En el Día Mundial de la Lucha contra el Sida los medios se inundan de informaciones sobre la necesidad de más fondos para costear las investigaciones que permitan la eliminación de la pandemia. El progreso en este campo ha sido grande y hay motivo para mantener viva la esperanza.
Donde no se produce un parejo avance es en los resortes culturales, morales y educativos para afrontar una enfermedad que en una alta proporción tiene que ver con los comportamientos sexuales de las personas.

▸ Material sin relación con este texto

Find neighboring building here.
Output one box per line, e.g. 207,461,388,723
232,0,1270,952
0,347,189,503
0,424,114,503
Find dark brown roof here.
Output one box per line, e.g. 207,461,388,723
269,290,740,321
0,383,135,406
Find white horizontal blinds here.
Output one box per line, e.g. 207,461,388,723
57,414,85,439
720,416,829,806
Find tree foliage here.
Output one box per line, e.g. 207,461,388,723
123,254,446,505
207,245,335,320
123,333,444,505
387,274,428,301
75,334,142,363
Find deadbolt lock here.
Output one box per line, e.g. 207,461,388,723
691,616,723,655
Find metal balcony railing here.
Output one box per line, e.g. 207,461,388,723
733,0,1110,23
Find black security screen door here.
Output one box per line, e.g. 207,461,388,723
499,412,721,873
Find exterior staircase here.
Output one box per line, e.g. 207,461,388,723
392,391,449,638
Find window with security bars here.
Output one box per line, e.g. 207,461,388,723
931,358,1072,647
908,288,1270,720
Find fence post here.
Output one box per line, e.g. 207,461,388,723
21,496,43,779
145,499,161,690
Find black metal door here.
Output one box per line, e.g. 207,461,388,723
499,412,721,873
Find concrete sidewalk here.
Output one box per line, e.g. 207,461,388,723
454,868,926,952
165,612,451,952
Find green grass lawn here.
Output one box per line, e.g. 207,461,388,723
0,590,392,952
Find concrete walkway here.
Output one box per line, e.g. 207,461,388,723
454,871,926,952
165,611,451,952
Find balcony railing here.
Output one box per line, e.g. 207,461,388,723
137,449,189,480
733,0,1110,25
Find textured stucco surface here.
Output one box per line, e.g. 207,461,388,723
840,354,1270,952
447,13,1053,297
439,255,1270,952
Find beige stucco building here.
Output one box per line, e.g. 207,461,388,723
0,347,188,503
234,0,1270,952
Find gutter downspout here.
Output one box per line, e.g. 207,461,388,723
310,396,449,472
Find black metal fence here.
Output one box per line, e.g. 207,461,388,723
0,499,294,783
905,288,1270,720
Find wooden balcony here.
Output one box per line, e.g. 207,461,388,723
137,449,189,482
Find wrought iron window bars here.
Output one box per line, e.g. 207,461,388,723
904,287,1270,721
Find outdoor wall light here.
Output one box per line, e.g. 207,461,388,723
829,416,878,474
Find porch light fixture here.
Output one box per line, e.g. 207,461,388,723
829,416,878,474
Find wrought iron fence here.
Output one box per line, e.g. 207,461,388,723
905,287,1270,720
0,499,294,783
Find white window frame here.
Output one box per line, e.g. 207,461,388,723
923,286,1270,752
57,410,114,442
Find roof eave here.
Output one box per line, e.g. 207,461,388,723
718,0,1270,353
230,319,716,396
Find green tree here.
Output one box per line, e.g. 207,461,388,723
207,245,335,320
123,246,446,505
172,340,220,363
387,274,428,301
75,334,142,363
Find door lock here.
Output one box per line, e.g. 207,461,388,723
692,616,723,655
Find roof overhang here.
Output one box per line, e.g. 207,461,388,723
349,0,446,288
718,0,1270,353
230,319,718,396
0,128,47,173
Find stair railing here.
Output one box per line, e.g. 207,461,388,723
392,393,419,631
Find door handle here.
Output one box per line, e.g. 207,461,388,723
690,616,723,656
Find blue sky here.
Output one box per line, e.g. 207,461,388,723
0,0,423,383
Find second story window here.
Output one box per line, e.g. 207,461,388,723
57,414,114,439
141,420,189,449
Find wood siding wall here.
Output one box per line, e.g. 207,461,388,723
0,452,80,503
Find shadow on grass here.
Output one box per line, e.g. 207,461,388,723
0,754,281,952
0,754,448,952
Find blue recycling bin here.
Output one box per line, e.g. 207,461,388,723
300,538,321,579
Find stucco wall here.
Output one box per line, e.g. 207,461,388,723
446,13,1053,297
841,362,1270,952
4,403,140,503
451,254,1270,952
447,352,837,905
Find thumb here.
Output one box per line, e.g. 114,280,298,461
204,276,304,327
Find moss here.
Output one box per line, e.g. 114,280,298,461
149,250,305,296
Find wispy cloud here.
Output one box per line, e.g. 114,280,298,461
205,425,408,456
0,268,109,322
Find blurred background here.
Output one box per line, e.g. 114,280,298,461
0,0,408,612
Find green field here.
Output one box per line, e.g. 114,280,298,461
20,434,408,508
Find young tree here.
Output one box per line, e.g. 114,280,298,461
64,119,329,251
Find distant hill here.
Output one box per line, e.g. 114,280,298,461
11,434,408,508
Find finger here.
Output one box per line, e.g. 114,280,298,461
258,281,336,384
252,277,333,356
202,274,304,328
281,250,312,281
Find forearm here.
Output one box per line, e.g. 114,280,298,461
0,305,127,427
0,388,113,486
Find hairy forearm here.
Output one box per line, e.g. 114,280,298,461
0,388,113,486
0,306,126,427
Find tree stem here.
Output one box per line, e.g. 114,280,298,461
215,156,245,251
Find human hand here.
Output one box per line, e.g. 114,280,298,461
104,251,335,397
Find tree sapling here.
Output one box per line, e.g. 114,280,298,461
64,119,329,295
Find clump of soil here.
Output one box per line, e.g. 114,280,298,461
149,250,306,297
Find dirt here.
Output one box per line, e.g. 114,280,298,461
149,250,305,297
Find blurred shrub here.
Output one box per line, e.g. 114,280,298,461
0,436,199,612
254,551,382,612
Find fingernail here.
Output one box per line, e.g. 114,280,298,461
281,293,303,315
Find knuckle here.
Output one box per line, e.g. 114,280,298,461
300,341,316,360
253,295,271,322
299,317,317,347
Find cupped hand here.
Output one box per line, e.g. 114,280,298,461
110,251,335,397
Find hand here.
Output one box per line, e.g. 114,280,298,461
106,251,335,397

Para las campañas al uso, el Sida parece una fatalidad que debe asumir la sociedad, ya que por encima de los riesgos de contagio estaría el supuesto derecho individual a vivir las relaciones afectivas sin condicionamiento alguno. La única insistencia se centra en la distribución masiva de preservativos, convertidos por cierto en un pingüe negocio. Es como si para evitar las muertes en carretera por exceso de velocidad y alcohol, la DGT basara toda solución en simples campañas para poner el cinturón de seguridad.
Sólo la voz de la Iglesia recuerda que la prevención del Sida debe centrarse en lo que Benedicto XVI denominó “humanización de la sexualidad”, algo que parece escandalizar a quienes continuamente nos bombardean con indicaciones sobre cómo llevar una vida sana. Sin embargo la realidad es tozuda y donde hay fidelidad no hay SIDA.